Edit: I moved this from the “Interpreters” group, rethinking my original idea of where this should go…
Given some operation (don’t pick on the syntax or even the specific op code below, its just the concept I’m questioning). Assume this is I6 and the result is using one of the more popular 'terps. Browser-based, if it makes a difference.
#ifdef CONDITION;
@bitxor a b -> c; ! line a
#ifnot;
c = (a | b) - (a & b); !line b
#endif;
I’d expect line a to outperform line b.
But what if line a was wrapped in a routine…
[myXOr a b c; @bitxor a b c; return c;]
Would the routine call overhead outweigh the performance gains from the inline version?
c = myXOr(val1, val2);
vs
c = (a | b) - (a & b);
Again, this code is NOT tested and probably has syntax errors, but the question is about the cost from the routine call overhead.
Well, in the best case, (a|b)-(a&b) can be done in three instructions (OR, AND, SUB), and so can the routine (CALLVS, XOR, RET). The routine call will take more work on the interpreter’s side, since it has to make a call frame and then destroy it again. So on retro hardware, I’d go with the inline arithmetic. Anywhere else, it doesn’t matter.
I am curious since the topic is adjacent… Once upon a time on old hardware (not IF interpreters), I remember working in assembly and consulting a table which listed how long each op code took (in some unit of measure I don’t recall) and making optimization decisions in my code based on that. So BNE (branch-if-not-equal) would take, say 20units, while SHL (shift-left) might only take 2.
Is there an equivalent table someplace for the Z/Glulx VMs? I know this is not quite the same as measuring CPU level performance, since each interpreter could translate opcodes differently, but if there’s a general estimate someplace, I’d be interested in getting my fingers on it.
Afraid not. The Z-machine doesn’t really have a notion of “cycles” the way most actual hardware does; what’s blazing fast on one machine might be very tedious on another. (For example, 16-bit multiplication will be very fast on any machine that supplies it natively, and very slow if you have to synthesize it from 8-bit operations.)
The closest thing we’ve got is counting the number of instructions, which is 3 for both versions here. Beyond that, you have to profile it on a specific interpreter.
When I was profiling Secret Letter + FyreVM, I came to the conclusion that number of instructions was essentially all that mattered. That was Glulx, but the same idea applies - in a straightforward interpreter, the actual work of the instruction is dwarfed by the overhead of fetching/decoding/dispatching it.

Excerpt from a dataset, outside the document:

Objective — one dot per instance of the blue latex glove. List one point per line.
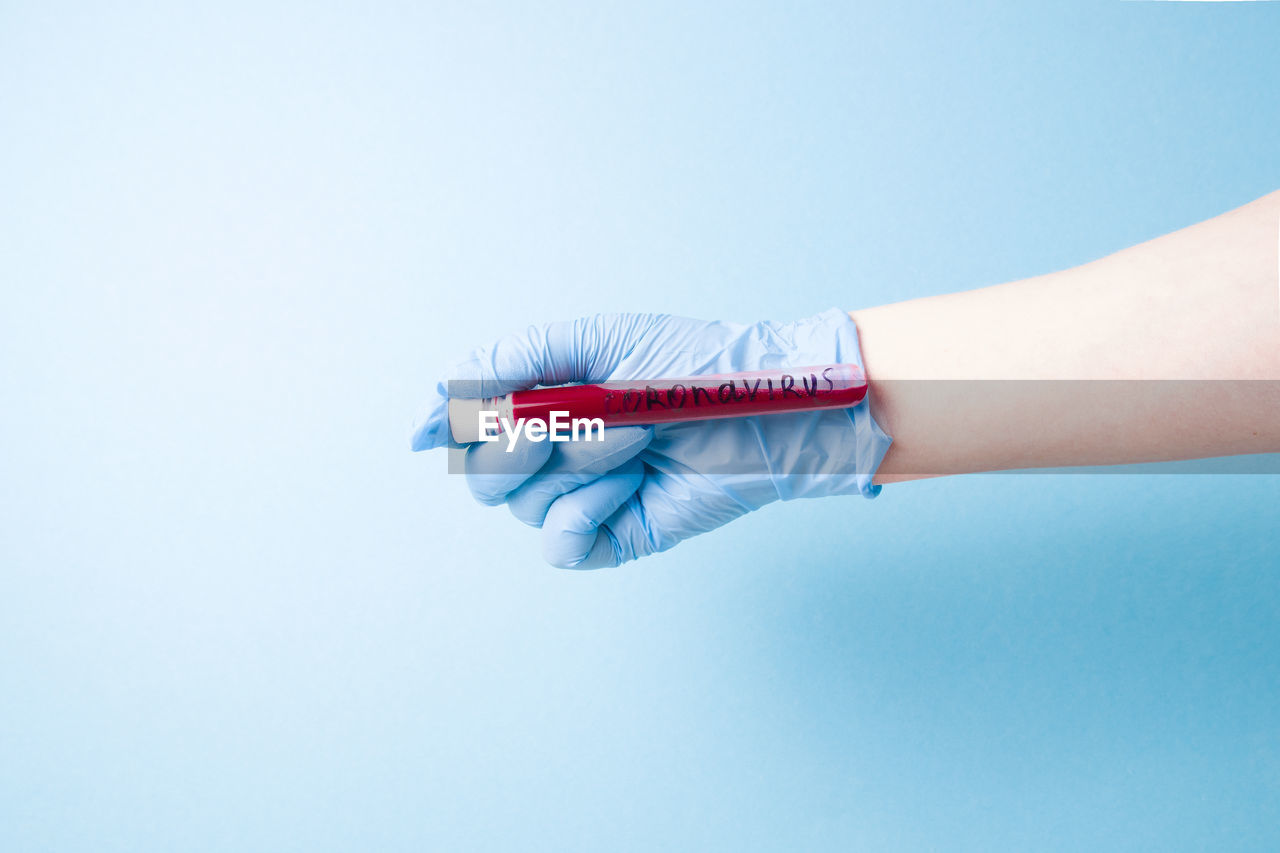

The difference between instructions might be more noticeable in an interpreter like ZLR or Git that does the decoding up front.
Decoding instructions and arguments takes a lot of time on 8-bit hardware, as does virtual memory handling, if the interpreter uses virtual memory.
Let’s take an example:
@add x y -> z;
(encoded in long form) on Ozmoo for C64, where x, y and z are all local variables, typically uses 347 clock cycles (~352 microseconds), 16 of which are spent performing the addition.
Here’s how the time is spent for this for this operation:
This is all for the cheapest scenario - if the instruction happens to straddle a page border, we’d spend time figuring out if the next Z-machine memory byte is in fact the next byte in RAM, or if we need to find a different page in virtual memory.
Of course, some instructions take a significant time to perform as well, like multiplication and division, as we basically need to perform them like humans perform them on paper, one digit at a time. (The C64 CPU lacks instructions for multiplication and division). Fetching or changing a property value, performing scan_table, copy_table and tokenize all take time.
Printing is a very heavy operation (about 600 cycles per character, plus time for scrolling the screen as needed), since we unpack the text from 5-bit codes to 8-bit ZSCII, send it to the streams module to figure out where it is to be sent, converting ZSCII to PETSCII (Commodore’s version of ASCII), sending the characters to the screen handling module, which converts PETSCII to screen codes and stores these codes in screen RAM, plus updates the colour RAM.
In my observations function calls are one of the most expensive operations for a VM. But it’s often much clearer to write the code with sensible function calls. Inlining can make a big performance difference, but you should only look at doing that in the hottest code.